Pour Jean Leonetti, député UMP et rapporteur de la mission d’information de l’Assemblée nationale sur la révision des lois de bioéthique, nous sommes dans "une forme d’eugénisme acceptable" qui repose sur la prise en compte de quatre critères : l’autonomie, la vulnérabilité, l’intérêt particulier et l’intérêt général.
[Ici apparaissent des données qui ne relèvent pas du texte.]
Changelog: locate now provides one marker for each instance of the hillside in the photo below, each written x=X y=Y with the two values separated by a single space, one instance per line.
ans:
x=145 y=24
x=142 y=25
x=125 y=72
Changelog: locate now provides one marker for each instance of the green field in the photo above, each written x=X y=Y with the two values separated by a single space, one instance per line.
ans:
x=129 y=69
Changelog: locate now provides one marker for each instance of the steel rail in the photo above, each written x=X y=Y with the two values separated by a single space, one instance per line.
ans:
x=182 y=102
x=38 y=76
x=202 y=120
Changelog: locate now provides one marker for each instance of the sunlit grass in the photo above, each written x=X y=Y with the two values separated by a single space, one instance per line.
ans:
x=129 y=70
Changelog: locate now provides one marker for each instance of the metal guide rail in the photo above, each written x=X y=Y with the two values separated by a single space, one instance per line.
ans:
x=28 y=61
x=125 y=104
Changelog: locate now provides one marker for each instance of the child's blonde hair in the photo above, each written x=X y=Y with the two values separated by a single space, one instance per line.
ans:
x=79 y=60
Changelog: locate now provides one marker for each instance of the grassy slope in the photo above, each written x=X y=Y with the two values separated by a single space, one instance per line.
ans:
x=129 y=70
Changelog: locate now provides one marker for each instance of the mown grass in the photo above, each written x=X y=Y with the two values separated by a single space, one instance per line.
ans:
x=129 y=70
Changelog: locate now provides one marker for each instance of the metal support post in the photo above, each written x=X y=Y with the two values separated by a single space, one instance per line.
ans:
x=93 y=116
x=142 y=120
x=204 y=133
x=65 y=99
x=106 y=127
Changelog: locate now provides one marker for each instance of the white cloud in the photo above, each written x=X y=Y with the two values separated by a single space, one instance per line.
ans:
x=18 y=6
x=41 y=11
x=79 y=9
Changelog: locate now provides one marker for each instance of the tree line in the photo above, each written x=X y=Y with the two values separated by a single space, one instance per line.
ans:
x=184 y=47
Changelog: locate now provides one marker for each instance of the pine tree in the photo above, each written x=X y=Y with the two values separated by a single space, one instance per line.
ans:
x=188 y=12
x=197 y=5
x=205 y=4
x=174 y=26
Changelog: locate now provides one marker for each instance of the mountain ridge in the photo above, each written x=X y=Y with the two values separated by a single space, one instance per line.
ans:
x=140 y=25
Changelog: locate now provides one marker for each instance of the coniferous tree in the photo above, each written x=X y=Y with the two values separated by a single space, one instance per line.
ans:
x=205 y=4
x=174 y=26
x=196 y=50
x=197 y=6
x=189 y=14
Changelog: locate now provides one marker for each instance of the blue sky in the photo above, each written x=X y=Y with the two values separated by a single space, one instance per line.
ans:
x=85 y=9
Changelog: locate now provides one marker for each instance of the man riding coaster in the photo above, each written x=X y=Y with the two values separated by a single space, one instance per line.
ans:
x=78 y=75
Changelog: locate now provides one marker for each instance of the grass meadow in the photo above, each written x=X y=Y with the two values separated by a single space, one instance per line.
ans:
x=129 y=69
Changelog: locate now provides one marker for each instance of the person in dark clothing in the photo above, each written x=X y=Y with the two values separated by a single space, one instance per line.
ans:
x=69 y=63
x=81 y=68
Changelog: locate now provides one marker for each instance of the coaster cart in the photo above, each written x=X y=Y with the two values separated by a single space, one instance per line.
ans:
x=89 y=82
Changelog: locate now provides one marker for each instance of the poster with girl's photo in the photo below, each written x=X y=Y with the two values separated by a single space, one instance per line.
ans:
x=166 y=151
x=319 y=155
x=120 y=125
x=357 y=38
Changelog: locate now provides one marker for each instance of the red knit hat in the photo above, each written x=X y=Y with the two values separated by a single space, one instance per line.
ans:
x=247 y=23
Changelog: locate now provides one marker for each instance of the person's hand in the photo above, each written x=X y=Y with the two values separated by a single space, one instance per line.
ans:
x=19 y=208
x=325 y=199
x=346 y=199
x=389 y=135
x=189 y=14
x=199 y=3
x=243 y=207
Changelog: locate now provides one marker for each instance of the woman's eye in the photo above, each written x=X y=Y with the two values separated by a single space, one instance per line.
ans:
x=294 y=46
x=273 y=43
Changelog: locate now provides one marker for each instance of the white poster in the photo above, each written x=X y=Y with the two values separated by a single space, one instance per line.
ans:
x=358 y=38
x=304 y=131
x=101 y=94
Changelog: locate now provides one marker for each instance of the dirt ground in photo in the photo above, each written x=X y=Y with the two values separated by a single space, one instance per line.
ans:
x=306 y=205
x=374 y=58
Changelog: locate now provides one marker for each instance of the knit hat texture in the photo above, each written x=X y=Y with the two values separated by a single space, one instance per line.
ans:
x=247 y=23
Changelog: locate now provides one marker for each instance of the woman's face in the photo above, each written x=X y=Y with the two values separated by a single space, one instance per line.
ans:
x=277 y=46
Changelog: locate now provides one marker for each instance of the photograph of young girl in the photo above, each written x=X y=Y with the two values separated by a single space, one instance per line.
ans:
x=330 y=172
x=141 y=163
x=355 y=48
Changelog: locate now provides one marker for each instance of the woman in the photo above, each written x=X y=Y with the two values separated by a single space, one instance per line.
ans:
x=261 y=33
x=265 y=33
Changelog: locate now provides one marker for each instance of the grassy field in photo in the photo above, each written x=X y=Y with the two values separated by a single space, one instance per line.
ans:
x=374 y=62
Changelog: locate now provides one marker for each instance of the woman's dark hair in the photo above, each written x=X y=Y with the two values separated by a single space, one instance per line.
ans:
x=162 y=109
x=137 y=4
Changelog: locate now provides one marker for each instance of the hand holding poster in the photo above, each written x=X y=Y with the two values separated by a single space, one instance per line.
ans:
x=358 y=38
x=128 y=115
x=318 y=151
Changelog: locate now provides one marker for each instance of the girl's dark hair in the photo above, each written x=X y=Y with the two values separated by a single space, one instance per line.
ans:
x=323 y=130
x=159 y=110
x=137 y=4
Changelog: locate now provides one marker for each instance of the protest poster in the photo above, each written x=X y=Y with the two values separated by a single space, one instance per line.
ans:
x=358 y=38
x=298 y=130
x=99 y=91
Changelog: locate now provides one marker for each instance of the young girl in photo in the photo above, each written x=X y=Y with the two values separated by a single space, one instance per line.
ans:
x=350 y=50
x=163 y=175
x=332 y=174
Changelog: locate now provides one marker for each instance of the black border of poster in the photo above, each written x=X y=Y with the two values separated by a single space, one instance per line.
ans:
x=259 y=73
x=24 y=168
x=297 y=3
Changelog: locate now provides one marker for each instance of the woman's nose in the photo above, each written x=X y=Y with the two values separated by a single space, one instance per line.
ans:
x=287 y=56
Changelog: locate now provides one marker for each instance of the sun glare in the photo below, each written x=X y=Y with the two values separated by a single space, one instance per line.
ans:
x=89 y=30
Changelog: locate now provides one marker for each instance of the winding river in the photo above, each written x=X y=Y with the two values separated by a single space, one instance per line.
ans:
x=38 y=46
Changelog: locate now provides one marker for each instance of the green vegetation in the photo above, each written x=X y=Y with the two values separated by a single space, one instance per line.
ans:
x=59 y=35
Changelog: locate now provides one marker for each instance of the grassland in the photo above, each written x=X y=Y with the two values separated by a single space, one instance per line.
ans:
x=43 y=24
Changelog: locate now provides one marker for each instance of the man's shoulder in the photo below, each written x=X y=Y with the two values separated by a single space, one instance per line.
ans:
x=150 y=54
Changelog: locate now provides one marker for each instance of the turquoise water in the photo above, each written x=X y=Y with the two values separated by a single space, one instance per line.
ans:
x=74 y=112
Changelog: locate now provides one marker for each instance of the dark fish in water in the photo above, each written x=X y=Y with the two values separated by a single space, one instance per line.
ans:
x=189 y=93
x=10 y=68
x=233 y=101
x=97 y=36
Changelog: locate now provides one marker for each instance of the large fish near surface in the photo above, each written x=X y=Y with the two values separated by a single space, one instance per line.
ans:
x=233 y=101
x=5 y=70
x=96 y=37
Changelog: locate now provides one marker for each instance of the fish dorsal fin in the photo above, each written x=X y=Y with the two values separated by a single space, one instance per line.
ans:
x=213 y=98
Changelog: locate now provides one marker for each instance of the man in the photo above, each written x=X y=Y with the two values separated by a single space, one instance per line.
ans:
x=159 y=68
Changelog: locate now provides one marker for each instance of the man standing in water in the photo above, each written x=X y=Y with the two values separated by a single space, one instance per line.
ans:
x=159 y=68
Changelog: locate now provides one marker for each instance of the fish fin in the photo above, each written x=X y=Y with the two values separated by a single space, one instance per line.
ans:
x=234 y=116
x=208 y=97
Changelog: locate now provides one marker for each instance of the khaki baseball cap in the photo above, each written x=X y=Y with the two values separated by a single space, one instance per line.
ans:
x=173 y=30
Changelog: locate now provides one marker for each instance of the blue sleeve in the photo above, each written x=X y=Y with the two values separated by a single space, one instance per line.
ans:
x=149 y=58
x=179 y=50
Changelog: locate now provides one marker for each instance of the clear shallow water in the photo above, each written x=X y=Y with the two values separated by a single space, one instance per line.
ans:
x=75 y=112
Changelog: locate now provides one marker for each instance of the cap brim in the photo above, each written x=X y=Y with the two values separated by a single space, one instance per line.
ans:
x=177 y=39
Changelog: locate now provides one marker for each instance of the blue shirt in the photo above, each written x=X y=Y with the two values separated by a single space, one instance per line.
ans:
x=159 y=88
Ainsi, dans le cadre d’une pathologie grave, on ne saurait parler d’eugénisme au sens strict car on se réfère alors à ce que l’embryon aurait souhaité et dans la mesure où cet être est non autonome et vulnérable, c’est la voix de sa mère qui peut en témoigner : "Il faut se référer à ce que cet être aurait souhaité, en passant par la personne qui peut témoigner pour lui, à savoir sa mère". Par ailleurs, une sélection réalisée à titre individuel ne vise pas l’amélioration de l’espèce et n’est donc pas eugénique. "En revanche, si l’on établissait une liste des pathologies concernées, là, ce serait de l’eugénisme". Jean Leonetti admet par contre que les propositions d’extension du DPI contiennent bien un danger d’eugénisme dans la mesure où l’on s’oriente vers "la détection de tout ce qu’il est possible de détecter". Pour l’instant, il estime que l’"équilibre entre le dépistage des anomalies et l’accueil des handicapés" nous préserve des risques d’eugénisme.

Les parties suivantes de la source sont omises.